Judge Kevin Parker outlines the complexity of the ICTY process, 2008


Transcript of sound recording

We have very big and complex cases - nothing like the ordinary domestic offences, say where you might get one or two people murdered. We tend to have hundreds of people murdered over a prolonged time by very many people.

That means that the process of hearing the evidence of what happened becomes very prolonged. It's made longer because we have to work in several languages. At the least, we work in three languages. The case I've just finished, we worked in six languages simultaneously because different witnesses, different victims, different accused, and the lawyers representing them, were speaking different languages. The process of interpretation means that things move much more slowly than if everybody was speaking the one language. That means that trials typically, in our tribunal, take much more than a year. The average is nearly a year and a half. Some trials have lasted over two years, and one has lasted more than four years.

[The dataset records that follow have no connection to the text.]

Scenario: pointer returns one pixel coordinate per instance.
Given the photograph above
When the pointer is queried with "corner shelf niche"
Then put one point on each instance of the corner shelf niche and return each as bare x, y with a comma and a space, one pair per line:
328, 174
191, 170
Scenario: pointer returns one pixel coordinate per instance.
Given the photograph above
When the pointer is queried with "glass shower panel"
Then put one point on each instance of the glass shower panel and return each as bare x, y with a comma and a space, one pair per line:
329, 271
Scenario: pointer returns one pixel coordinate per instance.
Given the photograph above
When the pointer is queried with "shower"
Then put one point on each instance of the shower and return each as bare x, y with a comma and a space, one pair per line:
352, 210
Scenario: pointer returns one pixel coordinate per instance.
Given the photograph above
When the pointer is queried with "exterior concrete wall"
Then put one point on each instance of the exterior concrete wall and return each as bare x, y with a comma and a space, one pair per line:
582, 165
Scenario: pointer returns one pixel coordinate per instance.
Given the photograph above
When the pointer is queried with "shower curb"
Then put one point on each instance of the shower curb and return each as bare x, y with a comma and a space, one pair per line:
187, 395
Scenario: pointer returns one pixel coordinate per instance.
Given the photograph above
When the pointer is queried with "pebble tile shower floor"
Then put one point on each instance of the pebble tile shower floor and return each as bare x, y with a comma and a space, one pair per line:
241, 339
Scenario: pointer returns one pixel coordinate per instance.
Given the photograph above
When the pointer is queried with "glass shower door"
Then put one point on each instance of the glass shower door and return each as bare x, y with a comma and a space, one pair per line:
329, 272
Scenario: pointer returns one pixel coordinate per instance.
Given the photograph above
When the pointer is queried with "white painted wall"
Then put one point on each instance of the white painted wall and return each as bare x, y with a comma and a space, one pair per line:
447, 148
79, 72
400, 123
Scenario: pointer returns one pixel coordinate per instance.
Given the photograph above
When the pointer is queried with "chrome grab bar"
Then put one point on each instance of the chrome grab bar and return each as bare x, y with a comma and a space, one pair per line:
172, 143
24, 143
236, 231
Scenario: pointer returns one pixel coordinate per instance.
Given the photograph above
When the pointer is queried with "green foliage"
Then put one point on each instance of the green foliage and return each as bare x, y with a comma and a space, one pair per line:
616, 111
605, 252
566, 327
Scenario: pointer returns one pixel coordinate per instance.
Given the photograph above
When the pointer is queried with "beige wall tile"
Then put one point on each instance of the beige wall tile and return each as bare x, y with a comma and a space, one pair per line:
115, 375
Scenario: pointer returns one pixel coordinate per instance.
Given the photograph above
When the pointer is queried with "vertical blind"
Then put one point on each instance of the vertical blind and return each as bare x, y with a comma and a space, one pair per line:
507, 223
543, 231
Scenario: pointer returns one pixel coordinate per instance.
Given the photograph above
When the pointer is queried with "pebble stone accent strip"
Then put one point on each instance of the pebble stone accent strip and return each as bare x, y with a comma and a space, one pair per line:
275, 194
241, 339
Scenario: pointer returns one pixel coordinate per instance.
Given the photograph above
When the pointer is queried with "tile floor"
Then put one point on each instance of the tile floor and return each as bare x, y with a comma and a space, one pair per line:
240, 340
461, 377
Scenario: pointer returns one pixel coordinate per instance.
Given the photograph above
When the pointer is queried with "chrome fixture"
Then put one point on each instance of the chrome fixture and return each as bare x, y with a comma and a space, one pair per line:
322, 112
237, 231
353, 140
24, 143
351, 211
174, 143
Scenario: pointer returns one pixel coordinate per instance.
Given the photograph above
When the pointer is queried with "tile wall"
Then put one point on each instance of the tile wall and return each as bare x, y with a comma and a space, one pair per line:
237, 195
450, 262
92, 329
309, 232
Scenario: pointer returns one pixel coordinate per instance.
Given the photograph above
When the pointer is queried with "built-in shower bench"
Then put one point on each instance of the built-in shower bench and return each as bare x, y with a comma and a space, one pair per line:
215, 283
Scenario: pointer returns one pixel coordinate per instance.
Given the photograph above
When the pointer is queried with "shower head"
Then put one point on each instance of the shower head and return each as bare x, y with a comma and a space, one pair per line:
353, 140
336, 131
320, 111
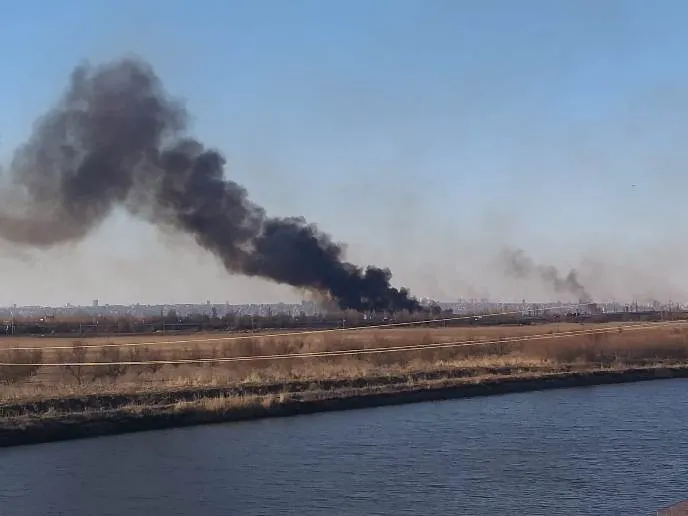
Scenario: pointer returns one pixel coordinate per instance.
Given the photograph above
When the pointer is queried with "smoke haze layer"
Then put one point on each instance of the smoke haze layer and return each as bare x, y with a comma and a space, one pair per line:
116, 138
519, 265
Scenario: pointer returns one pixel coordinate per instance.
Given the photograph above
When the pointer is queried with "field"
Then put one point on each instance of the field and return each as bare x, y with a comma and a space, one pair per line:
48, 379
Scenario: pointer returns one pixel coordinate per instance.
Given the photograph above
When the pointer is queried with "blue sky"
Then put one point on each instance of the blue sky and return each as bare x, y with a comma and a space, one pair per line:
425, 134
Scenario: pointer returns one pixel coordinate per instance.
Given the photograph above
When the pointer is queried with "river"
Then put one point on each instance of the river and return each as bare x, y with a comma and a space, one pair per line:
607, 450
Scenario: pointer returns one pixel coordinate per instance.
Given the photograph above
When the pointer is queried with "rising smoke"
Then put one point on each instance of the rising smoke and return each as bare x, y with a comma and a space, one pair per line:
116, 138
519, 265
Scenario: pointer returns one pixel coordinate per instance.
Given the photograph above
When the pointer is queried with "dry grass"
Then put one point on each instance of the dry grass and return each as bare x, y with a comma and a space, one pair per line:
622, 347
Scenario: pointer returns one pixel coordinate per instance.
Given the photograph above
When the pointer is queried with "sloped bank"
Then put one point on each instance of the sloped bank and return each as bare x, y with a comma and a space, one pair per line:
38, 427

When the evidence finishes, and the parties have made their addresses, it's necessary then for the court to sit down and go over all that evidence, weigh it all up, and reach a decision as to whether each of the accused persons has been proved to be guilty, and that means weighing up all those months and months and months of evidence. And not only do you hear witnesses for that time, but you receive hundreds and hundreds of documents, and you've got to review all of those as well.

A case that I have just finished, the evidence took some 14 months, and we had over 2,000 written documents, some of those being over 200 pages a document, so the process was very long. We managed to produce a decision and a written judgement of some 250 pages in two months. So the final decision was reached two months after the finish of the evidence in the case.